I read the interview. In the interview he did not explain why.
We now have a much better knowledge of digital, how it differs from analog and how it became mature to a level that exceeds the best analog.
This doesn't tell us anything substantive.
As I read it, he actually does explain why, by implication. Basically he says that formats in the past which captured less information needed 'crutches' by over-gathering data, whereas high-resolution digital does not, because it captures more information:
It’s not necessarily ultra-resolution that’s the problem, it is how engineers react to the new possibilities it offers. In the past, when the best technology captured less information, engineers tended to over-gather data, placing equal emphasis (or worse, over-emphasis) on all aspects of the potential mix. Then, to compensate for the lack of visual and other sensory information (the data our sight, skin, and scent collect at live performances), they created layers—depth of field—via supporting microphones, EQ, and dynamic alterations. They could offer focal points everywhere simultaneously, often incoherent in imaging and perspective.

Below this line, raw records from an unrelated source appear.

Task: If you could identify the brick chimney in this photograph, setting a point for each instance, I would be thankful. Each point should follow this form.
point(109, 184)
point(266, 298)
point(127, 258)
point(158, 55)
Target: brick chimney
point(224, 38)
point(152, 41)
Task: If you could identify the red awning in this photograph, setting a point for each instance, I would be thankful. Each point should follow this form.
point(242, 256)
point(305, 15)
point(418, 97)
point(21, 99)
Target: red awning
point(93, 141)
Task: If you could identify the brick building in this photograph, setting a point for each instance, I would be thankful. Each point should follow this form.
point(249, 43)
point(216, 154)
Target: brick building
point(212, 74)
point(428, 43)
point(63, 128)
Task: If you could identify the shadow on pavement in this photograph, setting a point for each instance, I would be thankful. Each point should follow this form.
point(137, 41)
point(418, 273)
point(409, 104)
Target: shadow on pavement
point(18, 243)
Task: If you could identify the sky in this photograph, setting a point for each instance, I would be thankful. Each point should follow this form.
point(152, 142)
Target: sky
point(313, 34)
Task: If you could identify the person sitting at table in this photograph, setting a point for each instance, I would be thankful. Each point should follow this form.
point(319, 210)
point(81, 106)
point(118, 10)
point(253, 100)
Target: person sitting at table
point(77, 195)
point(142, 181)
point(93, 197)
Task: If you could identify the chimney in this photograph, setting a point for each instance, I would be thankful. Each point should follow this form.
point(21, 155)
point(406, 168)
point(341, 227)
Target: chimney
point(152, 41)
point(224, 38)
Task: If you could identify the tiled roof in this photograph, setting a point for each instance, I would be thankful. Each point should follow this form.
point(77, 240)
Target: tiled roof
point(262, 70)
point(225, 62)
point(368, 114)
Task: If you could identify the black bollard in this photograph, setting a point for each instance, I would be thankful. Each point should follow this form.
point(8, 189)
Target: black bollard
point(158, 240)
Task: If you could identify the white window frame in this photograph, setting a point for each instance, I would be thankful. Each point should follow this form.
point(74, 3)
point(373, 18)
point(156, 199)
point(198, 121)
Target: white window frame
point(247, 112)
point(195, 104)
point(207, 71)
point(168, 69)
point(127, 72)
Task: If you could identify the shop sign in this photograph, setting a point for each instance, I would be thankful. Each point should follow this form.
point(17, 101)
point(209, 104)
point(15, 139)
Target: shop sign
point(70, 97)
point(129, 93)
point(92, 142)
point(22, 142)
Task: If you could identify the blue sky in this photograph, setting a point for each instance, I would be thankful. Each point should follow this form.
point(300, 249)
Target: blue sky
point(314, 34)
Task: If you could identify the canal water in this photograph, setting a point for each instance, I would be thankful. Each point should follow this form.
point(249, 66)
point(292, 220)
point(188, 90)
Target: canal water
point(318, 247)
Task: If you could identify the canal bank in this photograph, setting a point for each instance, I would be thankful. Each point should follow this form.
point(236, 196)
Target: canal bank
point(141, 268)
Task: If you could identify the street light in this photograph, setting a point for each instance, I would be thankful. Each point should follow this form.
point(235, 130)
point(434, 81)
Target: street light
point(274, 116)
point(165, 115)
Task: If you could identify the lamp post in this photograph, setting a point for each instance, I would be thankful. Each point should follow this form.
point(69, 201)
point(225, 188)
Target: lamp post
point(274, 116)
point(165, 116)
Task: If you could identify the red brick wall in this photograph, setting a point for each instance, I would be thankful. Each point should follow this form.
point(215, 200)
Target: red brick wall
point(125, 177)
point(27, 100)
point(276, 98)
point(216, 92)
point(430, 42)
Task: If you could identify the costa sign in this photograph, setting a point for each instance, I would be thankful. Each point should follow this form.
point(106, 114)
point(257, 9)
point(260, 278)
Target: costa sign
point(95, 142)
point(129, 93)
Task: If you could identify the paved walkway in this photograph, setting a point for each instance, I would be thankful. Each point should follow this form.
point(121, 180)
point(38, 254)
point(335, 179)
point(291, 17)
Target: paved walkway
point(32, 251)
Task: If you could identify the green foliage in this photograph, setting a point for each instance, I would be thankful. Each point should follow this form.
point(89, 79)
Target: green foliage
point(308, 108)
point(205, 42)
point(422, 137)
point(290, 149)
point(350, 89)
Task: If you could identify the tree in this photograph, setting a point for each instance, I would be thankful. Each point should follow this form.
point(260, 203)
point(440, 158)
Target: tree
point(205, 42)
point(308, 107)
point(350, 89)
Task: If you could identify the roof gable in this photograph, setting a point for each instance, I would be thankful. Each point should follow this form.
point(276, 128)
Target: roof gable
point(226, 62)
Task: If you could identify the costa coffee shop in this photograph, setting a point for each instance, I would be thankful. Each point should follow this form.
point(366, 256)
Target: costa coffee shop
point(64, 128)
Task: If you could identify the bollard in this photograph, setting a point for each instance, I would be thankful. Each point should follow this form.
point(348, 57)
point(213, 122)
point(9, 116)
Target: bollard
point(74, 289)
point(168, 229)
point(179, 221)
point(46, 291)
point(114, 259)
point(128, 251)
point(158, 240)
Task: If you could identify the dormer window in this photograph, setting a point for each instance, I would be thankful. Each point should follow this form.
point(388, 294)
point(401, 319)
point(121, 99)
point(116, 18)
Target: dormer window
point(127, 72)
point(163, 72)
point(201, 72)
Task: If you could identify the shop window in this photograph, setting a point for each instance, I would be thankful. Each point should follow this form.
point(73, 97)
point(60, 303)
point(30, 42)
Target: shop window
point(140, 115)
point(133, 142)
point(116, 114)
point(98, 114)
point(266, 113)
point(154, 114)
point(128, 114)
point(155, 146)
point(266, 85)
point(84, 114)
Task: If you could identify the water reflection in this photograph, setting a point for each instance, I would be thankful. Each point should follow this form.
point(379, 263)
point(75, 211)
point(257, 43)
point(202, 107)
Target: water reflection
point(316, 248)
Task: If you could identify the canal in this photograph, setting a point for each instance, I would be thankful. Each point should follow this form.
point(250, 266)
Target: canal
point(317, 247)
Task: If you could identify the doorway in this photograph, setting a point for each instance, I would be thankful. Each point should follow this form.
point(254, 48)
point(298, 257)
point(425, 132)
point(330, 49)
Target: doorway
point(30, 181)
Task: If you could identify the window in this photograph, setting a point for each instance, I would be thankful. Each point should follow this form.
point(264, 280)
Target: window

Remember when HDTV came out? By capturing more information, the new visual transparency revealed too much of the actors’ make-up. This changed the “grime departments” at television shows forever, and vastly complicated the tasks of set decoration, lighting, and more. With ultra-resolution audio, engineers now have to come up with more subtle accents, more sophisticated mixes. That has not happened across the board. Timbres, transients, and imaging are still being overproduced, as if high-res did not exist; the make-up is showing. Analog—and DSD, in a way—comes with a nice layer of “lingerie,” a term I use for differences between real life and the “ultimate/naked” truth of high-resolution audio.